On Thu, 2007-10-04 at 14:47 +0200, Markus Gritsch wrote:
> On 10/4/07, Oleg Broytmann <phd@...> wrote:
> > On Thu, Oct 04, 2007 at 01:50:52PM +0200, Markus Gritsch wrote:
> > > In MySQLdb queries are *allowed* to be unicode.
> > I meant - there were a period when SQLObject forces queries to be
> > unicode for MySQLdb 1.2.1+. Is that over now? Do we allow unicode but not
> > enforce it regardless of MySQLdb version?
> Ah, I understand. Well, I have not really an idea :( Maybe it would
> be a good idea to decode the string using self.encoding it was the
> case before removing it... David?
I spent nearly all day working on this.
I have to admit that I don't really understand all of the layers fully.
Here's what I thought this morning, not because I understand what
anything does, but because that's what makes the tests pass:
All queries should be plain strings encoded in various arbitrary and
sometimes conflicting methods.
But this is totally not true. The truth is much more complicated.
Imagine you have a table with one latin-1 column and one utf-8 column,
and you want to update both columns. How are you going to send that to
mysql? You'll might think to send it like this (assuming you want both
to be character 0xf1 ):
"update morx set fleem = '\xf1', baz = '\xc3\xb1';"

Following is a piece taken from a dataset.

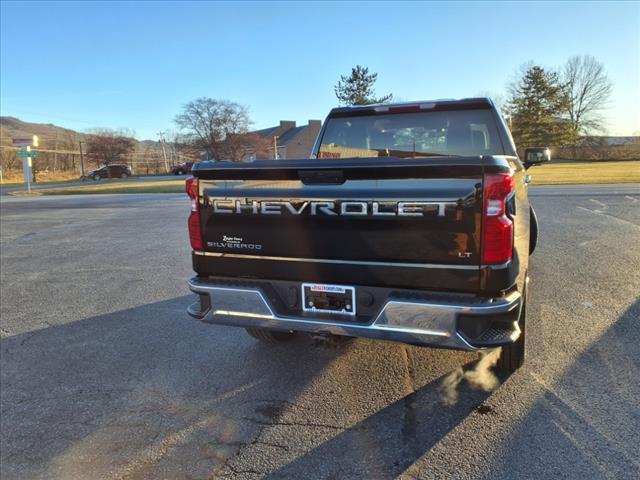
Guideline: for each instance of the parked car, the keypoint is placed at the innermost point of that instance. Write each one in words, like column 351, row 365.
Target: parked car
column 182, row 168
column 110, row 171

Where fleem is the latin-1 column and baz is the utf-8 column. This
doesn't actually work, because MySQL expects you to talk to it in some
fixed charset -- which is set per-connection. And this leads into the
bug that I found:
When a column is encoded in UTF-16, everything goes horribly wrong.
I was thinking this would be pretty easy to fix, but it's not, since
there are so many places that encoding and decoding happen: into
sqlobject, on the column, on the query (formerly) in sqlobject, on the
query in mysqldb, maybe inside the mysql client library, on the mysql
There's this additional connection charset parameter which can differ
from the column charset. The connection charset is what determines how
data is sent into mysql. In the test, UTF-8 happens to work because
treating UTF-8 as Latin-1 (the connection charset) doesn't break
anything roundtrip. UTF-16 doesn't work, because while we can insert
UTF-16 into a latin-1 string, it doesn't make the whole string UTF-16.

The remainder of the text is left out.